Loren Healy jest narwany i niecierpliwy. Do tego stopnia, że gdy brama garażu się zepsuje, nie dłubie przy niej i nie wzywa mechanika. Przejeżdża przez nią swoją zabawką, o której marzy każdy facet interesujący się choć trochę jazdą poza betonowymi pasami. Chodź na nich ta maszyna też radzi sobie wyśmienicie.
pustynna-gymkhana.jpg

Loren, w przeciwieństwie do większości facetów, nie dąsa się, gdy żona poprosi o uzupełnienie braków w lodówce. Loren ma fajny pojazd, którym wywalczył sobie mistrzostwo serii Ultra4. Loren jest do tego wariatem, dla którego wyprawa do sklepu po mleko jest epicka. Szczególnie ze względu na to, że Loren mieszka tak jakby na pustyni.

Wspomniana formuła Ultra4 to rajdy offroad dla przerośniętych buggy, które w jednej chwili przemierzają pustynię z prędkością 200 km/h, a za chwilę mierzą się z pionowymi ścianami, wyższymi od samych aut. I wjeżdżają na nie! Wspinanie się po skałach, walka z piachem, wzniesieniami, akwenami wodnymi – to charakterystyka tych rajdów w skrócie. Loren to taki Ken Block tej serii, człowiek-rozrywka.

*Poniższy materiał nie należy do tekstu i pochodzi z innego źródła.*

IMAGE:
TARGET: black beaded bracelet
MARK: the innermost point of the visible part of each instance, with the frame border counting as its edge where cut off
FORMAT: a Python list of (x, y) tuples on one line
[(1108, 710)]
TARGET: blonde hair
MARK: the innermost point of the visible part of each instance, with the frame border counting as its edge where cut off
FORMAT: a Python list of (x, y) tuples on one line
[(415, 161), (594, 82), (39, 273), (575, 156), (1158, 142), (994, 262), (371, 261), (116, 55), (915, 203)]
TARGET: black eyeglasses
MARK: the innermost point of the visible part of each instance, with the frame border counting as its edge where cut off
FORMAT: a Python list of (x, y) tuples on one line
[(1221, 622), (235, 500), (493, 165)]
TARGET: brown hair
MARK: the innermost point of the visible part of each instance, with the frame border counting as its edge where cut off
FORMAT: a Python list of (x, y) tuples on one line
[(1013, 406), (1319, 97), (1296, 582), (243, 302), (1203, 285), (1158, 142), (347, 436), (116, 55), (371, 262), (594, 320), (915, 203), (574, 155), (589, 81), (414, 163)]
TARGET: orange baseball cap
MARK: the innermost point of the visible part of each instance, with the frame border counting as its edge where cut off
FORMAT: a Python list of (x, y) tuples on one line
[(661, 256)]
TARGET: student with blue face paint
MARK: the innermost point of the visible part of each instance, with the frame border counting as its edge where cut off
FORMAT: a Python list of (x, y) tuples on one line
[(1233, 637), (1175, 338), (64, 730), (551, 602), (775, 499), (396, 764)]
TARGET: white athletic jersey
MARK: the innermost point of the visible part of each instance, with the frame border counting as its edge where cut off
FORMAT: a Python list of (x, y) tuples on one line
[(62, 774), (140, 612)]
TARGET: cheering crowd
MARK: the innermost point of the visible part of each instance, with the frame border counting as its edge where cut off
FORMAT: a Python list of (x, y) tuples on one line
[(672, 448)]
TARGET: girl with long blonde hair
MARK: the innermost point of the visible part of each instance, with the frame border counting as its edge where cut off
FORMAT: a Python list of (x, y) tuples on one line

Jego ryczący rydwan zrywa kołami asfalt i objeżdża wszystkie super fury, które zlekceważą jego potencjał. W poniższym wideo upokarza Dodge`a Vipera, który na prostej jeszcze nawiązuje walkę w wyścigu, ale gdy droga się kończy, muscle car zachowuje się jak kot przed obliczem wejścia do wody. Pojazd Lorena to Red Dragon, czyli Czerwony Smok. Przerośnięte buggy ma 650 – 700 koni mechanicznych, napęd na cztery koła, olbrzymi moment obrotowy i dwie skrzynie biegów – dostosowane do długich prostych i przeszkód pionowych.



Nie naśladuj Lorena i nie szarżuj swoim Passatem pod najbliższą Żabką. Wyjedź na tor albo totalne odludzie i tam sfilmuj swoje wyczyny.